Indexing — developers were responsible for watching on-chain changes to the identity contract and then very regularly indexing all of the JSON files. Said another way: in order to offer users a reasonably real-time feed, you were required to run a mini-version of Google.
Consistency — outside the scope of this essay, but as in most distributed systems, there were a lot of edge cases left for each developer to figure out for themselves what was canonical.

In retrospect, perhaps more rigorous first principles thinking may have had us avoid this architecture at the start. Some observant readers may also point out that validity, indexing and consistency are solved with blockchains! This is true, but blockchains come with another set of trade-offs which we can revisit in a future essay. (cf. Varun’s Sufficient Decentralization in Social Networks for a directional gist.)

What do Farcaster Hubs do?

Farcaster Hubs are servers that do three things: validation, propagation and storage. This is similar to an Ethereum node, but for Farcaster data. Another way to think about it as the “data layer” for Farcaster.

Validation — when a hub receives a cast, it verifies the cryptographic signature matches the user’s signer key → custody Ethereum address → on-chain FID. (This requires hubs to interface with Ethereum nodes.) If data is incorrectly signed or inconsistent, hubs will ignore it. By ensuring data is correctly signed and consistent, developers can assume all data from a hub’s APIs is valid and don’t have to spend the time and effort doing it themselves.
Propagation — all data stored on a hub is then rebroadcasted trustlessly to other peer hubs on the Farcaster network, similar to Ethereum nodes. This allows developers the ability to quickly start building on Farcaster without having to worry about indexing.
Storage — finally, hubs are where all the off-chain primitives—casts, likes, follows, profiles, signing keys, connected addresses—for all users are stored. Hubs, like an Ethereum node, provide a standard set of APIs for developers to be able to query protocol data.

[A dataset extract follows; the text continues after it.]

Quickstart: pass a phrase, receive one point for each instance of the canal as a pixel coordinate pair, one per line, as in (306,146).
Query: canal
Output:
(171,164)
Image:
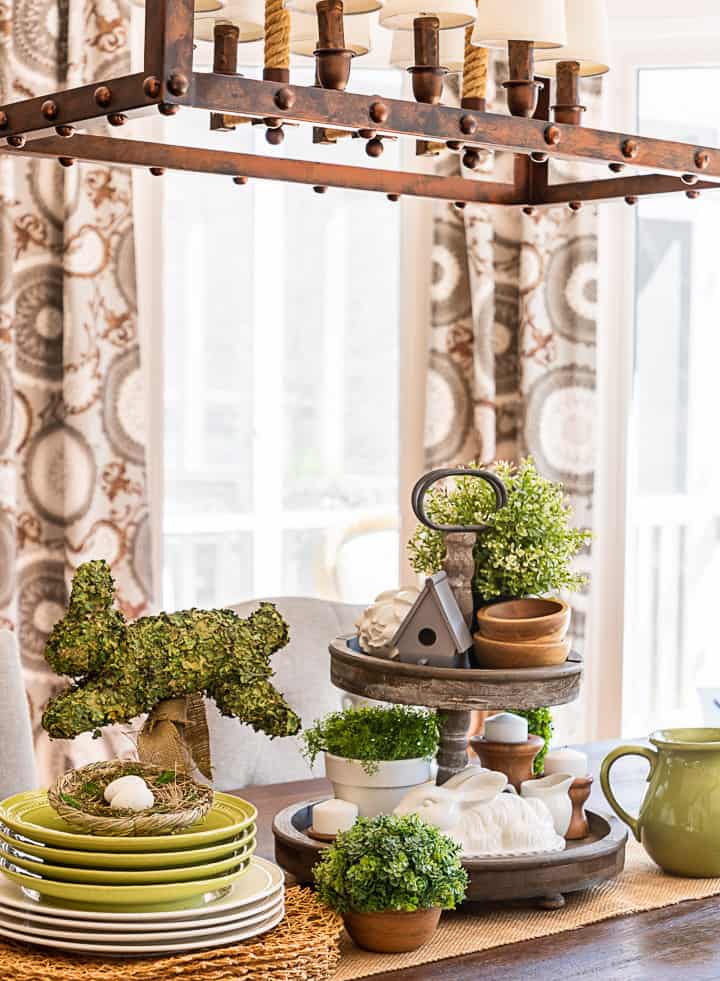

Why build Farcaster Hubs vs. use another protocol / platform?

We think hubs offer developers a better Farcaster-specific developer experience. With hubs, developers get out-of-box data validation, consistency, indexing, storage and APIs in a single binary. It’s certainly possible that other general purpose protocols and platforms can achieve similar outcomes, but at the expense of developer speed and efficiency, especially at scale.

In line with our philosophy of product-led protocol development, we believe an opinionated, vertically-integrated developer experience is the best way to encourage developers to start building on Farcaster.